その後は風花も含めた三人でこのあたりを散歩した。だから、今歩いている道はすでに攻略済みなのだ。
「ここからなら剛が受ける受験会場までは地下鉄で行けるんだが、乗り換えない方がいいよな」
「乗り換えなしでお願いします!」
約一名、このパーティメンバーの中に乗り換えに慣れてない者がいる。そいつに合わせてあげないと、三人で一緒の大学に行くというクエストを攻略することはできない。
ちなみに竹下が受ける予定の理系の二次試験は東大の本郷キャンパスで行われる。いわゆる赤門と呼ばれる有名な入り口があるところで、東大の代名詞と言っていい場所だ。
「わかった。少し歩くことになるけど、カインに比べたら大したことねえ。それじゃ行くぜ」
うんうん、カインでは歩くのが当たり前だからね、歩く距離が多少伸びても大丈夫。乗り間違えて全く違う場所に行くよりは、はるかにましだよね。

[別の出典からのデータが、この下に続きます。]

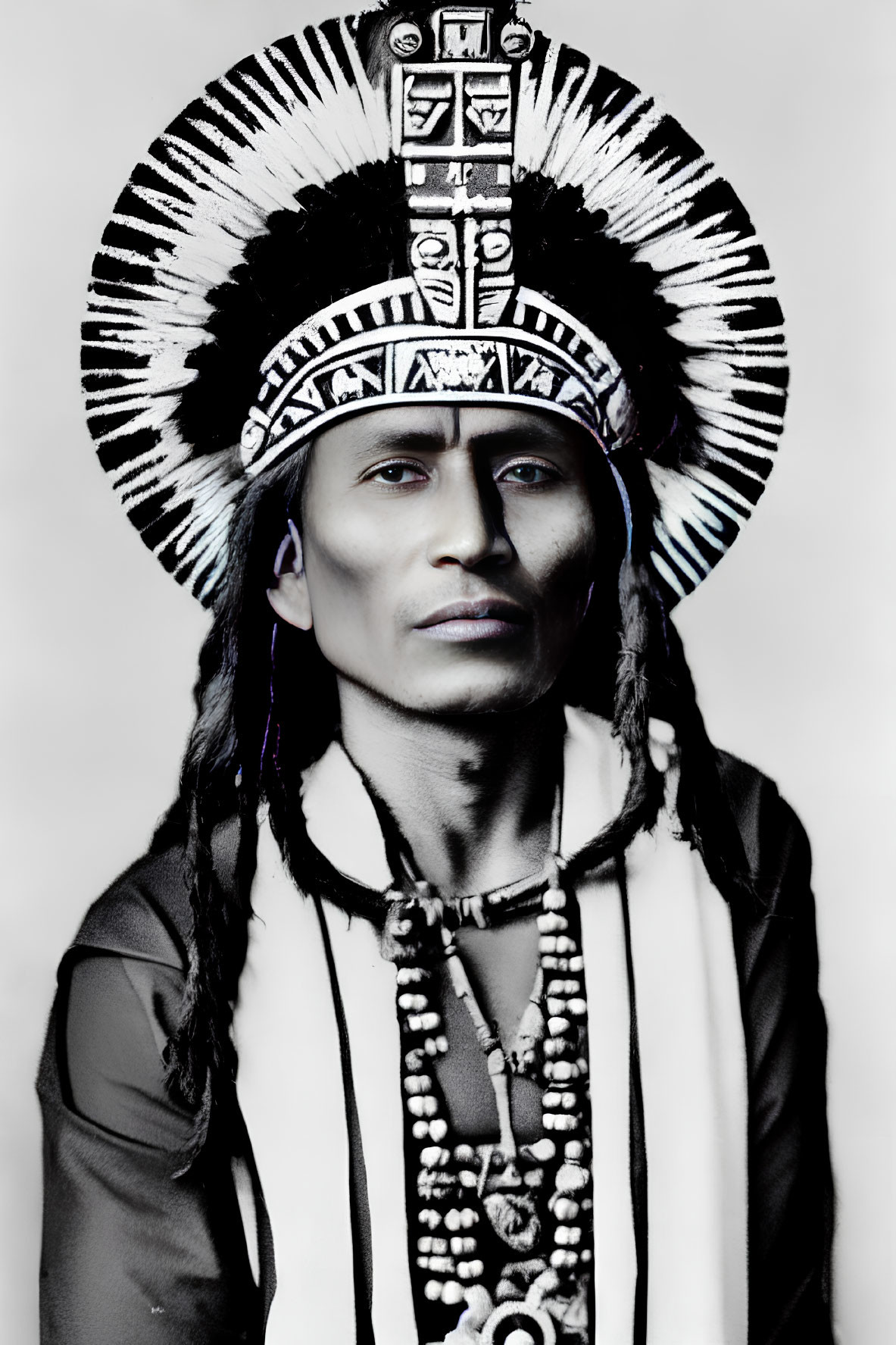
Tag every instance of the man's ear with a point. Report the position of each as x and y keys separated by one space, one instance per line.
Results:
x=289 y=595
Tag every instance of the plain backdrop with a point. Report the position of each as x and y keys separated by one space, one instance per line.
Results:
x=791 y=640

おばあさんの家から今日乗る地下鉄の駅までは歩いて5分ほど、電車自体も日中は2~3分おきに来るらしくて、僕たちの町みたいに乗り過ごしたら一時間後という心配はないみたい。
「目的地まで駅3つの距離だ」
ホームで穂乃花さんから聞かされる。
東京で駅3つならそこまで遠くないのかな。地元の駅3つはかなり遠くまで行っちゃうけどね。

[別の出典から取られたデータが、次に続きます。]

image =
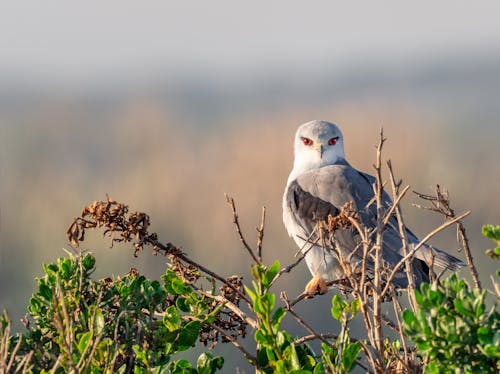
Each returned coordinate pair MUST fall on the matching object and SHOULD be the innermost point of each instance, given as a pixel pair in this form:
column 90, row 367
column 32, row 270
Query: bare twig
column 377, row 295
column 441, row 204
column 404, row 238
column 260, row 234
column 236, row 222
column 419, row 245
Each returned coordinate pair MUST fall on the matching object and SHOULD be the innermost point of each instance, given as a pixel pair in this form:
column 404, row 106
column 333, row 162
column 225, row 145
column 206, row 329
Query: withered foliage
column 124, row 227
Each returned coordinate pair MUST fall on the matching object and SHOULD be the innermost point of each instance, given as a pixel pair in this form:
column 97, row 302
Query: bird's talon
column 316, row 286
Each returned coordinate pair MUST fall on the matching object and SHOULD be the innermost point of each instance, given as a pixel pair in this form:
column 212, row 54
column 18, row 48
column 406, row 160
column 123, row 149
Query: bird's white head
column 317, row 144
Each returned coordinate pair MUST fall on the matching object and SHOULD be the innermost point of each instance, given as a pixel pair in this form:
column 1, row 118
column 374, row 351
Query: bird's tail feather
column 435, row 256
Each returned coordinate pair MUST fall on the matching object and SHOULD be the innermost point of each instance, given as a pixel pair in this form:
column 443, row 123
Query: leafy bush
column 453, row 329
column 132, row 324
column 77, row 324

「そうだ、駅と大学の間に神社があるからそこに寄ろうぜ」
穂乃花さんによるとその神社は天神様を祀っているらしい。天神様と言えば学問の神様だ、せっかくならお願いしておこう。竹下が地下鉄を乗り間違えませんようにって……
最寄りの駅の到着後、大学に行く途中にある湯島天満宮に立ち寄る。歴史のある神社らしく雰囲気からしてご利益がありそうだ。
みんなで湯島の天神様に、受験で実力を出せるようにお願いをして本郷のキャンパスに向かって歩く。

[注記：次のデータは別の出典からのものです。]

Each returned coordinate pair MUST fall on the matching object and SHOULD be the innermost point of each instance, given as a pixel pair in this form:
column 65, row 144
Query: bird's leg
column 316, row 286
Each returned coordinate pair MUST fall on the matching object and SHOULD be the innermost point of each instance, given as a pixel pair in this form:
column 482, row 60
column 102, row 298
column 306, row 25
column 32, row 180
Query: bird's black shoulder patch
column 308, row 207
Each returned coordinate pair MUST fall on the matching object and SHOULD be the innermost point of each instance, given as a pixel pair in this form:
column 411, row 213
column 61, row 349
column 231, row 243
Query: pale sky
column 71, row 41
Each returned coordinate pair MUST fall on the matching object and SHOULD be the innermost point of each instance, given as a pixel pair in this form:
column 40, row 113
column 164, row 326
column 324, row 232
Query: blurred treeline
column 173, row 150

「穂乃花さんはこのキャンパスに通っているんですか?」
「いや、あたいは2年生だから、ここには来年から通うことになるな」
そうか、僕たちが来年入っても2年間は教養学部だ。3年になって専門学部に移ったとしてもその時には穂乃花さんは卒業している。穂乃花さんが大学院に行かない限り、一緒に通うことはできないんだ。
「大学院か……まあ先のことは分からないが、家はすぐ側だからいつでも遊べるぜ!」
その後本郷のキャンパス内を見学し、僕たちは文系の試験が行われる駒場のキャンパスまで向うことにした。
「えーと、乗り換えは?」
「無しでお願いします!」
ということなので、来るときに降りた駅まで戻って、改めて地下鉄に乗る。
「ここから渋谷まで行って、そこからまた歩きだな」
地下鉄を渋谷で下りた僕たちは出口を探し、大学まで向かった。
というもの、電車を降りたあと穂乃花さんが『お前たち、だいぶん慣れただろう。ここから先はあたいを連れて行ってくれ』と言って教えてくれなかったのだ。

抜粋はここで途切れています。